“cluster_machine_list” critical issue -- Machine GPU numbers NOT match to job log
Qinghao-Hu opened this issue · 3 comments
Recently, I analyzed the trace data and find the “cluster_machine_list” does not match "cluster_job_log".
For instance, one job log shows below, which submit an 8-GPUs job to machine "m51". However, "m51" only has 2 GPUs inside the machine.
m51,2, 12GB
{
"status": "Pass",
"vc": "2869ce",
"jobid": "application_1506638472019_12703",
"attempts": [
{
"start_time": "2017-10-06 14:40:02",
"end_time": "2017-10-09 05:19:16",
"detail": [
{
"ip": "**m51**",
"gpus": [
"gpu0",
"gpu1",
"gpu2",
"gpu3",
"gpu4",
"gpu5",
"gpu6",
"gpu7
]
}
]
}
]
Furthermore, I analyzed "cluster_gpu_log" and found the GPU number is totally different from the “cluster_machine_list” :
Machine details from “cluster_machine_list”
Total Machine Numbers | 2 GPU Machine(12GB) Numbers | 8 GPU Machine(24GB) Numbers |
---|---|---|
552 | 321 | 231 |
However,
Machine details analyze from “cluster_gpu_log”
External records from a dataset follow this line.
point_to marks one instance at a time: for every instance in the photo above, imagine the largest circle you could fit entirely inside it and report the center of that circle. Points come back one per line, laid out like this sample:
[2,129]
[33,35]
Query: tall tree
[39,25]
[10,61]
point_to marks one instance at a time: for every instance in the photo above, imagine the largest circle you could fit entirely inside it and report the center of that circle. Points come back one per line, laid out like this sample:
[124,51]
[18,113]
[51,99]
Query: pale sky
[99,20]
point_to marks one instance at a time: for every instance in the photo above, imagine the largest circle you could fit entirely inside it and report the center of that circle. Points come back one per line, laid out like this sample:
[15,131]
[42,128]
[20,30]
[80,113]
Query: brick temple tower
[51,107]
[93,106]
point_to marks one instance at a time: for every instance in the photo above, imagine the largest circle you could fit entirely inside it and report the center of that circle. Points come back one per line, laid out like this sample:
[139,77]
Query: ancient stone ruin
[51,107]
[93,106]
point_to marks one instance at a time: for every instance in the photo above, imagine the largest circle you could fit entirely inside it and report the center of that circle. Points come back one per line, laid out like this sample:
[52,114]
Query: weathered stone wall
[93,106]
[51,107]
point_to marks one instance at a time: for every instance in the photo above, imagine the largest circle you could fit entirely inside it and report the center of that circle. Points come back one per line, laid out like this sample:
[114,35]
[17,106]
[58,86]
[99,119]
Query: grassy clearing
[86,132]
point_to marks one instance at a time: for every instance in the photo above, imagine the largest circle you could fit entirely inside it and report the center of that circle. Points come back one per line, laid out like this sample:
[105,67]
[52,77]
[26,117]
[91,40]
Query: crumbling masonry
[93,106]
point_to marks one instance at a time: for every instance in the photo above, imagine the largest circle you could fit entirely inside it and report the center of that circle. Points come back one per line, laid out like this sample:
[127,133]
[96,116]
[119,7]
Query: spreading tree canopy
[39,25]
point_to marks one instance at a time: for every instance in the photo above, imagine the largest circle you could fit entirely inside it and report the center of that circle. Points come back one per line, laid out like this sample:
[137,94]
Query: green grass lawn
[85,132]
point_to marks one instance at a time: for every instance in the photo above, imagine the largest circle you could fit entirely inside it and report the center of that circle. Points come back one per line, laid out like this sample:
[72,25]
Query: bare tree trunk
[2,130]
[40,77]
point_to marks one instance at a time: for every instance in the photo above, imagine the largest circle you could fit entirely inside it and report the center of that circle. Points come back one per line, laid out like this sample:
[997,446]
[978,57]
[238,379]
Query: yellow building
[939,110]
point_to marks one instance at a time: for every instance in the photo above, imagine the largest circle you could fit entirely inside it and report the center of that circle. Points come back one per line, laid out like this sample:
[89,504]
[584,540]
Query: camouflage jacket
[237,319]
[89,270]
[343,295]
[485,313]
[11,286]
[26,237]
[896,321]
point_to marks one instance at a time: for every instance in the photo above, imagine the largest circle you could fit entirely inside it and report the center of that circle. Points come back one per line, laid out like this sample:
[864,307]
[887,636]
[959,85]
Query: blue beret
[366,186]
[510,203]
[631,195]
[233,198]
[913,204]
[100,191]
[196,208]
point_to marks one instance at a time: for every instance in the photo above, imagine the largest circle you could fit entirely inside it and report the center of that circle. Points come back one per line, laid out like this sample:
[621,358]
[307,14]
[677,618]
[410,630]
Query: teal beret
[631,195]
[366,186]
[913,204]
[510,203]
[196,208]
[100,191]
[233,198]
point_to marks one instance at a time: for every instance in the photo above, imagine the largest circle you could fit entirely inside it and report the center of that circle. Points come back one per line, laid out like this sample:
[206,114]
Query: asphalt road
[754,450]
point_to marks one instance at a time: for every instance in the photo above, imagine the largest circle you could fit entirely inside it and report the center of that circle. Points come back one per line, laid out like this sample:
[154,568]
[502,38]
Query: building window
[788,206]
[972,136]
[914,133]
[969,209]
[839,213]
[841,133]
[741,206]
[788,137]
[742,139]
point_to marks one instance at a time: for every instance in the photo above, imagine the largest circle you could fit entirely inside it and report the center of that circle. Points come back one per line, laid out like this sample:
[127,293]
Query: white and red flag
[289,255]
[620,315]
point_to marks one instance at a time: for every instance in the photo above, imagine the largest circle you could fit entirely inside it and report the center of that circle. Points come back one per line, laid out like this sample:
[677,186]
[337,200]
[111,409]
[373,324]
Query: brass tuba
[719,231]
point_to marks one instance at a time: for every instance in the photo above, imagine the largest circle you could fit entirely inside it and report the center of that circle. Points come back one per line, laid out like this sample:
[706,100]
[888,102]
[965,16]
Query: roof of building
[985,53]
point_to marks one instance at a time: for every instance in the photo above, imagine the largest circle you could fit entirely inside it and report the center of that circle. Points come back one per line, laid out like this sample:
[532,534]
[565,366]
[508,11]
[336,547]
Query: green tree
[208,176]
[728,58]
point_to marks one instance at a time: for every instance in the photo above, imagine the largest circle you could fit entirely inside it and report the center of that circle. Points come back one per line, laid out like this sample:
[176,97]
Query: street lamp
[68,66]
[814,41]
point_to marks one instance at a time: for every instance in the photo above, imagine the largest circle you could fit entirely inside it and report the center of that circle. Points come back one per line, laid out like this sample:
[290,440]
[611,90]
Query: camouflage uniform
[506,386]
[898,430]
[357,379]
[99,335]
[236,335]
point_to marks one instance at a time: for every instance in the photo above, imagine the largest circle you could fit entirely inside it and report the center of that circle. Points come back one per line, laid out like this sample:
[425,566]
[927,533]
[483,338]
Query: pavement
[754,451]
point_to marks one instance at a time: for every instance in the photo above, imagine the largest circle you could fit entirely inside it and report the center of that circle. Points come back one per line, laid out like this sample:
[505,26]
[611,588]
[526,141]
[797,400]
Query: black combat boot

Total Machine Numbers | 8 GPU Machine Numbers | 4 GPU Machine Numbers | 0 GPU Machine Numbers | others(3 or 2 GPUs |
---|---|---|---|---|
552 | 264 | 271 | 13 | 4 |
I am really confused about the trace, could you please give me an explanation of it?
@Tonyhao96 any clues about the issue you mentioned here?
@kzhang28 As I mentioned above, for instance, you can check the job "jobid": "application_1506638472019_12703"
. It use 8 GPUs allocate on the machine "ip": "**m51**"
. However, m51
only equip with 2 GPUs.
@kzhang28 As I mentioned above, for instance, you can check the job
"jobid": "application_1506638472019_12703"
. It use 8 GPUs allocate on the machine"ip": "**m51**"
. However,m51
only equip with 2 GPUs.
Sorry, I should have made my question more clear. I meant whether you know the reason for this mismatch.